2. Mapping the Room (Environment Recovery)

Before the AI can understand the glass, it needs to know what the glass is reflecting.

  • The Analogy: If you are holding a shiny spoon, the image you see in the spoon depends entirely on the room behind you. If the room changes, the spoon's reflection changes.
  • What DiffTrans does: It looks at the parts of the photo outside the glass object to build a 3D map of the room (the lighting and background). This is crucial because the glass acts like a mirror and a window combined; the AI needs to know what's being reflected to figure out the shape of the glass.

3. The "Magic Loop" (Recursive Ray Tracing)

This is the secret sauce. Once the AI has a rough shape and a map of the room, it starts a "guess-and-check" loop that is incredibly smart.

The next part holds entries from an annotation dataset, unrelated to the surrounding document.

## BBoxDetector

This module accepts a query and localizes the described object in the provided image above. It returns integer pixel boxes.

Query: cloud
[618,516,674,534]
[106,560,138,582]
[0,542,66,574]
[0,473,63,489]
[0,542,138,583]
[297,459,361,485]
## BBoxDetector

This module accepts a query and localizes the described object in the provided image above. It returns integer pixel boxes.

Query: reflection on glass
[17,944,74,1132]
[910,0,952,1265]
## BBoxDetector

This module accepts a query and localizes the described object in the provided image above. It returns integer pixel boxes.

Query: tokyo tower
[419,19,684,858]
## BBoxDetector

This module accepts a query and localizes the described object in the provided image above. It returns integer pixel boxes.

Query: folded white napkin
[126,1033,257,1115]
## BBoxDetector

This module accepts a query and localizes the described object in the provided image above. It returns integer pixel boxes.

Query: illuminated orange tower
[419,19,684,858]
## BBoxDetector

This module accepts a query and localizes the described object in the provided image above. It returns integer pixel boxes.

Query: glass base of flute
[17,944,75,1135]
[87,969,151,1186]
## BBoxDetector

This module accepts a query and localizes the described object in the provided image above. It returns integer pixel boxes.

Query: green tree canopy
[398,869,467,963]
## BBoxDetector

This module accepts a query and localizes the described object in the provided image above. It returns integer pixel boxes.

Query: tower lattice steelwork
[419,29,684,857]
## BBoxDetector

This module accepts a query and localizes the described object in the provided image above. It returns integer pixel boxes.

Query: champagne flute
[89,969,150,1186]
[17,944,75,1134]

  • The Analogy: Imagine you are blindfolded and holding a laser pointer. You shoot a beam of light at the glass.
    1. The beam hits the glass and bounces (reflection).
    2. The beam goes through the glass, bending as it enters (refraction).
    3. Inside the glass, the beam gets slightly dimmer if the glass is colored (absorption).
    4. The beam hits the back wall, bounces back, and hits the glass again.
  • What DiffTrans does: It simulates this entire journey of light inside the computer using a Differentiable Ray Tracer.
    • It shoots virtual light rays through the 3D model.
    • It compares the result to the actual photo.
    • If the photo looks different, the AI tweaks the shape of the glass, the "bendiness" of the glass (Index of Refraction), and the "darkness" of the glass (Absorption).
    • It does this over and over, millions of times, until the virtual light rays match the real photos perfectly.

Why is this a big deal?

  • It's Fast: Usually, simulating light bouncing inside glass takes hours or days. The authors built this system using CUDA (a language for graphics cards), making it run incredibly fast—like switching from a slow horse to a sports car.
  • It Handles Complexity: Previous methods would get confused by a glass object with a complex internal pattern (like a stained-glass window or a gemstone). DiffTrans can separate the "shape" from the "internal color," allowing it to reconstruct intricate objects accurately.
  • It's Editable: Because the AI understands the materials, you can take the finished 3D model and change the lighting. You can make the glass look like it's in a sunny park or a dark cave, and it will look realistic because the AI actually knows how the light interacts with that specific glass.

The Bottom Line

DiffTrans is like giving a computer a pair of X-ray glasses and a physics textbook. It allows the computer to look at a set of photos of a transparent object and say, "Ah, I see. That's a curved surface, it bends light by this much, and it has a red swirl inside." It then builds a perfect 3D replica that you can rotate, light up, and even use in video games or movies.